< Home of 0x7f.dev

Empty values and Ecto changesets

This week I got a very weird bug report - the API action was not saving an update to the record with a user with limited rights. For this example let's say that this role can only change the value of a record and not anything else. Frontend will always send all params of a record but only the value will change.

The problem

There are a lot of ways how you can write a helpful checking function, and we had this in our codebase:

def value_changed?(document, params) do
  changeset = cast(document, params, ~w(title value)a)
  changed_fields = Map.keys(changeset.changes)

  changed_fields == ~w(value)a or Enum.empty?(changed_fields)
end

I found this code to be reasonable and easy to understand, so I quickly wrote a test to prove it must work as I understand it:

test "returns true if only value changed" do
  document = %Document{
    title: "",
    value: "Old value"
  }

  params = %{
    "title" => "",
    "value" => "New value"
  }

  assert true == value_changed?(document, params)
end

and wouldn't you know it -- failing test! Let's look at the schema for a second, that's our first clue what went wrong!

defmodule Document do
  use Ecto.Schema

  schema "documents" do
    field :title, :string
    field :value, :string
  end
end

Everything looks good and all right! Let's just check the migration, just in case:

def change do
  create table(:documents) do
    add :title, :string
    add :value, :string
  end
end

So where is the problem?, I hear you ask. Things might look a bit clearer if we take a look at the changeset in our value_changed?/2:

#Ecto.Changeset<
  action: nil,
  changes: %{title: nil, value: "New value"},
  errors: [],
  data: #Document<>,
  valid?: true
>

Hmm that's weird, where is the title: nil coming from? That indeed is a change (title was saved as ""). In order to really understand why Ecto decided to cast our empty string as nil we need to understand the concept of empty_value. Here is what docs^1 say about this:

Many times, the data given on cast needs to be further pruned, specially regarding empty values. For example, if you are gathering data to be cast from the command line or through an HTML form or any other text-based format, it is likely those means cannot express nil values. For those reasons, changesets include the concept of empty values.

Ah ok so, in short Ecto considers a wide array of things as "empty". And this includes nil and "" for sure. And if we keep reading, it explains the behavior:

When applying changes using cast/4, an empty value will be automatically converted to the field's default value. If the field is an array type, any empty value inside the array will be removed.

And in our example above the default value is implicitly set to nil.

The fix

There is a couple of ways how we can fix this. The first one would be to just switch the default value of a field to an empty string. Re: this let's not even get how we ended up with an empty string, but suffice it to say it was my fault 🙈.
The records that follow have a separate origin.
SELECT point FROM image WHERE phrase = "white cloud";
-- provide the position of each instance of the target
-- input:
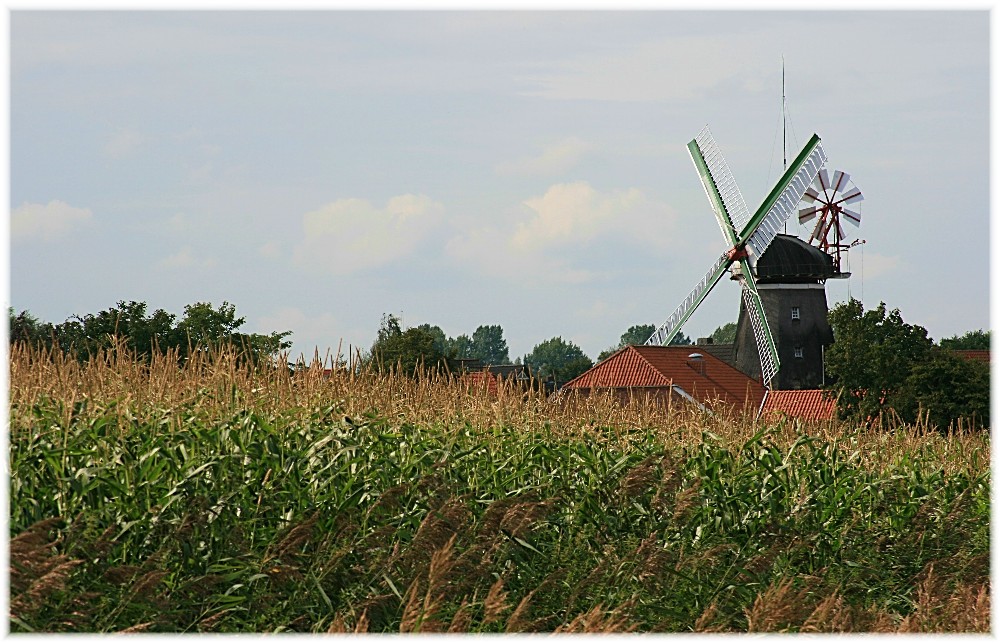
(554, 159)
(185, 258)
(550, 241)
(575, 213)
(351, 235)
(47, 222)
(488, 251)
(309, 332)
(123, 142)
(270, 250)
(870, 265)
(637, 74)
(178, 224)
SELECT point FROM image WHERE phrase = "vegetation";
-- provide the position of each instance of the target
(558, 360)
(880, 364)
(972, 340)
(202, 325)
(206, 495)
(637, 336)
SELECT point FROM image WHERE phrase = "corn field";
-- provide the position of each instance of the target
(217, 497)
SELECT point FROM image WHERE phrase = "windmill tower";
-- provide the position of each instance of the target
(748, 238)
(791, 277)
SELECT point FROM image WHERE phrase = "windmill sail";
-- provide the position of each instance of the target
(783, 199)
(727, 202)
(669, 328)
(755, 234)
(768, 352)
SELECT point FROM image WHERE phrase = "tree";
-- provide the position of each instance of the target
(440, 339)
(945, 387)
(128, 325)
(872, 356)
(725, 334)
(405, 351)
(637, 336)
(558, 359)
(489, 345)
(972, 340)
(25, 327)
(460, 347)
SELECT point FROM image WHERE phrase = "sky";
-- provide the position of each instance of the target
(318, 169)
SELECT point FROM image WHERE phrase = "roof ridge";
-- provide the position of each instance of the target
(668, 381)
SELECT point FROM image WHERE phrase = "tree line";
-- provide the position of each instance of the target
(877, 363)
(128, 325)
(880, 364)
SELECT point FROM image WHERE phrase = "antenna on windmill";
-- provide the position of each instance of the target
(748, 237)
(784, 120)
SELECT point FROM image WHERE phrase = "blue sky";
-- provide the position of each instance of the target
(318, 169)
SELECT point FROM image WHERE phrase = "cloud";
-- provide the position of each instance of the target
(352, 235)
(488, 251)
(556, 230)
(637, 74)
(870, 265)
(309, 332)
(123, 142)
(47, 222)
(554, 159)
(576, 213)
(184, 259)
(270, 250)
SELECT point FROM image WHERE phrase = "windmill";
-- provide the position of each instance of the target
(831, 195)
(748, 237)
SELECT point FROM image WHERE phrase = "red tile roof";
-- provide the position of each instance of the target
(705, 379)
(811, 404)
(481, 380)
(981, 355)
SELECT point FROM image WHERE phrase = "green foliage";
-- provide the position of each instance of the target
(945, 387)
(252, 521)
(409, 351)
(972, 340)
(440, 339)
(634, 336)
(558, 359)
(461, 347)
(128, 325)
(489, 346)
(25, 327)
(725, 334)
(878, 362)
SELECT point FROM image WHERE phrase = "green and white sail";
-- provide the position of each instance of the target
(749, 236)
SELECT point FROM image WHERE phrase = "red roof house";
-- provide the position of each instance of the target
(666, 372)
(812, 404)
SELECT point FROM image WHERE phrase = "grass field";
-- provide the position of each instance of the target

For sake of having all ways of fixing documented here are the changes we would need to do:

defmodule Document do
   use Ecto.Schema

   schema "documents" do
-    field :title, :string
+    field :title, :string, default: ""
     field :value, :string
   end
 end

Migrating would also be a good idea, but I will leave this with the reader.

BUT! there is a quicker way to fix this issue. Not the correct way, but quick for sure, and one I took.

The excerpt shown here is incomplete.